De stukken 11, 12 en 14 uit het [bedrijf 1] -dossier en stuk 10 uit het [bedrijf 2] dossier zijn e-mailconversaties die bestaan uit een samenstel van berichten, waarvan bepaalde berichten door ACM zijn opgesteld en dus zijn vervaardigd in het kader van een aan haar opgedragen taak. Deze door ACM opgestelde berichten vallen dus niet onder artikel 7, eerste lid, van de Iw, maar onder artikel 12w, eerste lid, van de Iw. Openbaarmaking daarvan kan dus eveneens overeenkomstig de gedragslijn van ACM worden geweigerd op de grond dat openbaarmaking van deze door ACM vervaardigde documenten niet nuttig en/of nodig is uit een oogpunt van voorlichting en transparantie.
9. Gelet op wat in de tussenuitspraak is overwogen, is het beroep gegrond en komt het bestreden besluit voor vernietiging in aanmerking.
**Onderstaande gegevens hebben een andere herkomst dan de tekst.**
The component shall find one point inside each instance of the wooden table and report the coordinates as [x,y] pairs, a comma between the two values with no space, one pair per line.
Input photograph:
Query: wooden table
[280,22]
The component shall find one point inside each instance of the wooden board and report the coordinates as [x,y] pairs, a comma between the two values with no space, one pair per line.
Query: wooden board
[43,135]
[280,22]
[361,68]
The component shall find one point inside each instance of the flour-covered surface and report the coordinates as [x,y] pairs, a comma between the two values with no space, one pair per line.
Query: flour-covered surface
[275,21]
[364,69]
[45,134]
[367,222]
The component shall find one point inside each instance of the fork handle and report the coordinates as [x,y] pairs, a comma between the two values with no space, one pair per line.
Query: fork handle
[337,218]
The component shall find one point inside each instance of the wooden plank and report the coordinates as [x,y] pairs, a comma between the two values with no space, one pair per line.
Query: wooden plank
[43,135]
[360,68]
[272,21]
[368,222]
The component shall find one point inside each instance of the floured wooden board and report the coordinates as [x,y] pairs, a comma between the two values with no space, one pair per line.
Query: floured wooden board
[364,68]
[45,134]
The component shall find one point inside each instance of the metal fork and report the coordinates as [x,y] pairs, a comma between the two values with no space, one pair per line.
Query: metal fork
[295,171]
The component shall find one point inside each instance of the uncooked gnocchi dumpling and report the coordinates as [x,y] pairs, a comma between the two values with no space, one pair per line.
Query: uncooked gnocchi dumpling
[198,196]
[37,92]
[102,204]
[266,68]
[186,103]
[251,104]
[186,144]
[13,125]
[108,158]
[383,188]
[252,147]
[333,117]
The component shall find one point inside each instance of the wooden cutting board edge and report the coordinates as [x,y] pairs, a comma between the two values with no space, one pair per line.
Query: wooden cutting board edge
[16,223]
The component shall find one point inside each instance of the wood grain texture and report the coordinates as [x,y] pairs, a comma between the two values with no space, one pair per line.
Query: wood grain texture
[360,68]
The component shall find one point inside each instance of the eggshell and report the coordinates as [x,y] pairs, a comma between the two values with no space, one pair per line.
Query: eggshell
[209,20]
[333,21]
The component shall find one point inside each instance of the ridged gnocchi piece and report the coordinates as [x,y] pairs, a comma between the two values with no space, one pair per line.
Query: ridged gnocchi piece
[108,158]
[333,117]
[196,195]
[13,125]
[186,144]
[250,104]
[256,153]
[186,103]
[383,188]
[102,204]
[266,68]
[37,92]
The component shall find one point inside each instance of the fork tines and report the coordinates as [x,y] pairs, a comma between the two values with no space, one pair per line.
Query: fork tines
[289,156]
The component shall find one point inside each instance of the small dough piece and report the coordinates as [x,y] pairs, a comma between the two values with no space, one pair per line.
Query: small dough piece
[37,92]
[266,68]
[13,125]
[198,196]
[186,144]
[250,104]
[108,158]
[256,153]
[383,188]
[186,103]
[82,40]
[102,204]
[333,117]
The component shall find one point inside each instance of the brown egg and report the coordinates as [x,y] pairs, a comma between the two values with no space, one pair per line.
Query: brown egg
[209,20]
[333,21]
Met de brief van 24 mei 2018 heeft ACM het gebrek niet volledig hersteld. Gelet echter op wat hiervoor onder 6. tot en met 8. is overwogen, kunnen de rechtsgevolgen van het bestreden besluit in stand worden gelaten.
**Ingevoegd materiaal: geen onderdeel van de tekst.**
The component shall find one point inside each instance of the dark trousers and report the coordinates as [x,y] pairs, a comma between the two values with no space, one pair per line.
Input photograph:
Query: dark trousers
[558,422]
10. Omdat de rechtbank het beroep gegrond verklaart, bepaalt de rechtbank dat ACM aan eiseres het door haar betaalde griffierecht vergoedt.
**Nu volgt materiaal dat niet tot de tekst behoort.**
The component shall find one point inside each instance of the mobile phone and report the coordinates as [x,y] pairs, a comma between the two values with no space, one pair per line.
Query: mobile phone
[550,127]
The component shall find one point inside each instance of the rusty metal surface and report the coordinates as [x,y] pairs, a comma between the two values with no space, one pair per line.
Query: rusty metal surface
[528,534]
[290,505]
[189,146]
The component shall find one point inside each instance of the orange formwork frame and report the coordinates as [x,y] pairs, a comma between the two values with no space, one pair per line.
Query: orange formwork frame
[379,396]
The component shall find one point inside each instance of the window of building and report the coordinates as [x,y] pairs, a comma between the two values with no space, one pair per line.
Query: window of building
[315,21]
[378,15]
11. De rechtbank ziet aanleiding om ACM met toepassing van artikel 8:75, eerste lid, van de Awb te veroordelen in de kosten die eiseres in verband met de behandeling van het beroep redelijkerwijs heeft moeten maken. Deze zaak is ter zitting gevoegd behandeld met de zaak met zaaknummer ROT 17/773. Bij de uitspraak in de zaak ROT 17/773 is al een kostenvergoeding toegekend voor het verschijnen ter zitting en de door eiseres gedeclareerde reiskosten, zodat dit in deze zaak achterwege blijft. De overige kosten in deze zaak stelt de rechtbank op grond van het Besluit proceskosten bestuursrecht voor de door een derde beroepsmatig verleende rechtsbijstand vast op € 751,50 (1 punt voor het indienen van het beroepschrift en 0,5 punt voor het indienen van de schriftelijke zienswijze na bestuurlijke lus met een waarde per punt van € 501,- en wegingsfactor 1).

Beslissing

De rechtbank:
  • verklaart het beroep gegrond;
  • vernietigt het bestreden besluit;
  • bepaalt dat dat de rechtsgevolgen van het vernietigde besluit in stand blijven;
  • bepaalt dat ACM aan eiseres het betaalde griffierecht van € 333,- vergoedt;
  • veroordeelt ACM in de proceskosten tot een bedrag van € 751,50, te betalen aan eiseres.
Deze uitspraak is gedaan door mr. A. van Gijzen, voorzitter, en mr. J.H. de Wildt en mr. C.J. Wolswinkel, leden, in aanwezigheid van mr. M.I. Hiemstra, griffier. De uitspraak is in het openbaar geschied op 6 september 2018.
De griffier is buiten staat deze uitspraak
mede te ondertekenen.
griffier rechter
Afschrift verzonden aan partijen op:

Rechtsmiddel

Tegen deze uitspraak kan binnen zes weken na de dag van verzending daarvan hoger beroep worden ingesteld bij het College van Beroep voor het bedrijfsleven.